Atomic masses used are the IUPAC 2021 standard atomic weights (dimensionless but numerically equal to g/mol). For radioactive elements with no stable isotope the calculator uses the mass number of the longest-lived common isotope.

Worked example — glucose (C6H12O6)

Glucose has molar mass Mr = 6(12.011) + 12(1.008) + 6(15.999) = 180.156 g/mol.

ElementAtomsAr (g/mol)n × Ar (g/mol)% by mass
C612.01172.06640.00%
H121.00812.0966.71%
O615.99995.99453.29%
Total180.156100.00%

Carbon and oxygen together make up nearly 93% of glucose’s mass; hydrogen, despite having 12 atoms, contributes under 7% because its atomic mass is so low.

Why percent composition matters

Empirical formulas from combustion analysis. A classic lab technique burns an organic compound and captures the CO2 and H2O produced.
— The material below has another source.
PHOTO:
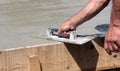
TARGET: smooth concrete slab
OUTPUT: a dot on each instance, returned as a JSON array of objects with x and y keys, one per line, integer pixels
[{"x": 23, "y": 21}]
The mass of each product lets you calculate mass percentages of C and H; the remainder is usually O. Dividing each percentage by the element’s atomic mass and finding the smallest whole-number ratio gives the empirical formula. Percent composition is the bridge between experimental data and formula.

Quality control and purity checks. Pharmaceutical and industrial chemists verify a compound’s identity by checking that the measured elemental percentages match the theoretical ones for the expected formula. A discrepancy signals impurity or the wrong compound.

Nutrient and ingredient labelling. The same arithmetic underpins how the nitrogen content of a fertiliser is expressed, why “protein %” on a food label is derived from nitrogen percentage (Kjeldahl method), and how mineral supplements state elemental content (e.g. calcium in calcium carbonate is 40.04%).

Reaction stoichiometry. Knowing the mass fraction of the active element in a reagent lets you convert between “grams of compound used” and “grams (or moles) of element available” — critical when working with impure reagents or hydrates.

Formula reference

The full molar-mass calculation is:

Mr = Σ (ni × Ar,i) for all elements i in the formula

and each element’s percent contribution is:

wi = (ni × Ar,i) ÷ Mr × 100 %

All percentages sum to 100 % (within floating-point rounding). The tool displays the residual rounding error at the bottom of the working panel; it is typically <0.01%.